Total Film gave it two stars out of five with the verdict: "Starting off well but rapidly losing its way, Taking Lives is more serial-killer flick than serial killer -- we've been fed this mush a thousand times." Antonia Quirke for The Standard called it as "a foolish thriller full of actors who deserve better." Peter T. Chattaway for Christianity Today wrote "The film's villain may take fictitious lives, but the film itself takes up real time that could be spent on better things." David Noh for Film Journal International wrote "Caruso sets up an initially intriguing premise, however gruesome, that unfortunately devolves into a welter of aimlessness, too many red herrings and B-movie hammy performances."

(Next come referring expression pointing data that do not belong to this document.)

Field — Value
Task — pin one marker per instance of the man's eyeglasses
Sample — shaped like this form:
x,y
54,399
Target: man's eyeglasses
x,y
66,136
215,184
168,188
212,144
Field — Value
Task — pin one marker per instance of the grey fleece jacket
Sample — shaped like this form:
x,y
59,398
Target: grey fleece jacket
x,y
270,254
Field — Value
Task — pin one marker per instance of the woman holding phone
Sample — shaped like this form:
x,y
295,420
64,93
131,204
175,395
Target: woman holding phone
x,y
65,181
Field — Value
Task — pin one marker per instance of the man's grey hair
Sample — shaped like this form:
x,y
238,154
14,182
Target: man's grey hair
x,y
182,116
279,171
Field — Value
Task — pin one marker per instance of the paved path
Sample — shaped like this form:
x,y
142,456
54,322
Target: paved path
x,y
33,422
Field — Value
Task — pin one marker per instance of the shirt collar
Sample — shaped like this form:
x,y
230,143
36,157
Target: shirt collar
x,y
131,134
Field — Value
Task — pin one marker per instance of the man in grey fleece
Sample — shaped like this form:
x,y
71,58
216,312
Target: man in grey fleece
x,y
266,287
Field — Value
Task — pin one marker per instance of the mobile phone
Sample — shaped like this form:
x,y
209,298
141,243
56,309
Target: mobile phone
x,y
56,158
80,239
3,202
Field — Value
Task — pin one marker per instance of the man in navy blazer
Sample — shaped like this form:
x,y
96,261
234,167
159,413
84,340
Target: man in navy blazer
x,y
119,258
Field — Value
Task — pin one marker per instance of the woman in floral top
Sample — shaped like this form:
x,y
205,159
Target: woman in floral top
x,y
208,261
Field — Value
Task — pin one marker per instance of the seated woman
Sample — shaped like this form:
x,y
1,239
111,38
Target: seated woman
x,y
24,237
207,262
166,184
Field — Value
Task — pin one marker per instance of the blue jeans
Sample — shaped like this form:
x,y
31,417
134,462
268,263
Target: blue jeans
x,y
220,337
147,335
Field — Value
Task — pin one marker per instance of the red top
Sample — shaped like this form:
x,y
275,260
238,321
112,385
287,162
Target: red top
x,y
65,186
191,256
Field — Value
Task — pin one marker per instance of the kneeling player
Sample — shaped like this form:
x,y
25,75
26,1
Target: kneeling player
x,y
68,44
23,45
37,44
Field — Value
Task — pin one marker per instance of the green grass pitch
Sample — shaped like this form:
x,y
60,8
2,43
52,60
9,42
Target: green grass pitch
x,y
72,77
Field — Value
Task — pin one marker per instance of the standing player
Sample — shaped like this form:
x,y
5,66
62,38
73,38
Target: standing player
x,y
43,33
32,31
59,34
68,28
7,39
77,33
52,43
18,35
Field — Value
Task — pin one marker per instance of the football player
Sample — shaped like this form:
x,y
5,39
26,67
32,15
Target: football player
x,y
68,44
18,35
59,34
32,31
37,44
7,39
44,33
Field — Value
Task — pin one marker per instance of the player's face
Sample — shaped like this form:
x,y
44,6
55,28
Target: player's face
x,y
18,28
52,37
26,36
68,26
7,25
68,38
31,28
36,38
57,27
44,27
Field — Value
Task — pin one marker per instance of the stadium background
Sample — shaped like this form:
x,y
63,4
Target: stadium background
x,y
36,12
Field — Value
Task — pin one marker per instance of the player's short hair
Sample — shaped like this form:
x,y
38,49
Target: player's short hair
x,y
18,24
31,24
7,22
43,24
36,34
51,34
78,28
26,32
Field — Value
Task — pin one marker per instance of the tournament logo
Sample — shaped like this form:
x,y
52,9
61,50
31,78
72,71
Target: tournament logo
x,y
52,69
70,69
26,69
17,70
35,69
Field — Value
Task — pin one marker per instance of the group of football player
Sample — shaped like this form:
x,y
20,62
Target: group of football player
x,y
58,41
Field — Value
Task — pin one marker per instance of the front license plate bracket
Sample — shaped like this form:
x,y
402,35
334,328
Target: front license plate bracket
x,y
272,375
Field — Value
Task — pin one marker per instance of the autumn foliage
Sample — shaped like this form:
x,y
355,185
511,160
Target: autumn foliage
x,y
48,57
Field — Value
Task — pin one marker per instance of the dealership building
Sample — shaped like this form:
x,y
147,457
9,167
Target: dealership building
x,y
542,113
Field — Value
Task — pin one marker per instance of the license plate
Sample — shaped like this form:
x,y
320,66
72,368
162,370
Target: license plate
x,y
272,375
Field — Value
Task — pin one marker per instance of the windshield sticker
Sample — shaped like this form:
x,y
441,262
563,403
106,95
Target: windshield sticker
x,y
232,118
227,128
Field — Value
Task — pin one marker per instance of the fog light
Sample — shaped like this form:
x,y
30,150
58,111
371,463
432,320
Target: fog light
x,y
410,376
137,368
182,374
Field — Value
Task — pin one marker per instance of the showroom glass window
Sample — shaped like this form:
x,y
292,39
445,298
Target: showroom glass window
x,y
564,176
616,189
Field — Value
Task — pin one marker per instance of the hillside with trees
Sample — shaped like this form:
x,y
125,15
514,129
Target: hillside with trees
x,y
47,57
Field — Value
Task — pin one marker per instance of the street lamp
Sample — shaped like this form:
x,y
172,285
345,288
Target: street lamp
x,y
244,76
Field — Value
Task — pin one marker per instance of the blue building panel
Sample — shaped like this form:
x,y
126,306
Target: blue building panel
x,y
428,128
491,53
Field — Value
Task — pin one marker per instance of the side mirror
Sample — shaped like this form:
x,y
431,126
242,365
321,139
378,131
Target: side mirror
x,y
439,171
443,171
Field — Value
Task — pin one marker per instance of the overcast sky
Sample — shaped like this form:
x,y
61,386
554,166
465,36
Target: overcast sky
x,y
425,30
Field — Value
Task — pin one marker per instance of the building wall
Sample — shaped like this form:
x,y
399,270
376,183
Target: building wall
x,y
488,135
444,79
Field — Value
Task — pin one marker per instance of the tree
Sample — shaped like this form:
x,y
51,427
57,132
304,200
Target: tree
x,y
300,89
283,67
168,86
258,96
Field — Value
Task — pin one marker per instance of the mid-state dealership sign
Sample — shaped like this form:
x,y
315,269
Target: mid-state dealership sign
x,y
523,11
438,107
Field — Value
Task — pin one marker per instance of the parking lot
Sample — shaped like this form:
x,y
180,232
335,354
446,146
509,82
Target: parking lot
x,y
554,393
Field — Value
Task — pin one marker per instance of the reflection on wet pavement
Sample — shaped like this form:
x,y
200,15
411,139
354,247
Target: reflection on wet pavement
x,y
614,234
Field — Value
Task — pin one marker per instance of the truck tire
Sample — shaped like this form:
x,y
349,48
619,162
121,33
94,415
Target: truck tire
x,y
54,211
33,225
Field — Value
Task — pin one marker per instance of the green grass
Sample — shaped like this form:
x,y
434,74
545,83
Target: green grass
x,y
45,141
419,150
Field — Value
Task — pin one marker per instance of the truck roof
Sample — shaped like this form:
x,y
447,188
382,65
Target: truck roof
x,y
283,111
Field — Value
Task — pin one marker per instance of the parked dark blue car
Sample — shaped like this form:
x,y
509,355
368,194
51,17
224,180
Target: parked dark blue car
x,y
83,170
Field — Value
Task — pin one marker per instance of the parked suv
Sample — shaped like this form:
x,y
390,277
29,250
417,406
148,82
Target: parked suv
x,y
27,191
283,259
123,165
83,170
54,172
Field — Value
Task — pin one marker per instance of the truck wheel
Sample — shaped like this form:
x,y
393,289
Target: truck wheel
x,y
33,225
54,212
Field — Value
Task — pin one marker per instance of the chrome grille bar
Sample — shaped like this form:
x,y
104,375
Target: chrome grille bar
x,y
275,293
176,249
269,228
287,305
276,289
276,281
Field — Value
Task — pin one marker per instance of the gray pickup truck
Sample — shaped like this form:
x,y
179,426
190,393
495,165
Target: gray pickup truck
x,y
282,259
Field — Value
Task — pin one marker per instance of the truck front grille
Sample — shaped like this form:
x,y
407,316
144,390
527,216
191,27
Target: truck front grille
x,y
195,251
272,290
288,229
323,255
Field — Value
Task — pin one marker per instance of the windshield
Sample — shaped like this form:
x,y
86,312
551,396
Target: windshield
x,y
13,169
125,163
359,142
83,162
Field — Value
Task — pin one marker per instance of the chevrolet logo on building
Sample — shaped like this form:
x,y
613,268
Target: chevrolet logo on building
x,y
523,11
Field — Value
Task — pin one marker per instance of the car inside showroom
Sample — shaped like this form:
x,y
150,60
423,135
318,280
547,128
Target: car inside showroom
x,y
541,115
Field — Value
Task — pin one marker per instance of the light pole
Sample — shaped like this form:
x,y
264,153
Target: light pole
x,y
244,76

In a more positive review, Roger Ebert gave it three out of four stars, describing it as "an effective thriller, on its modest but stylish level". Todd McCarthy for Variety likewise praised the film, calling it a "Somber, absorbing thriller that treads familiar psycho serial killer terrain with style." Brent Simon for Entertainment Tonight called it "a labyrinthine serial killer thriller that won't win admirers for its intellect, but does have sustenance of mood in spades."

In a 2012 interview with The Guardian, Ethan Hawke called the film "terrible".

=== Awards and nominations ===
Angelina Jolie earned a Golden Raspberry Award nomination for Worst Actress for her performance in the movie (also for Alexander), but lost the trophy to Halle Berry for Catwoman.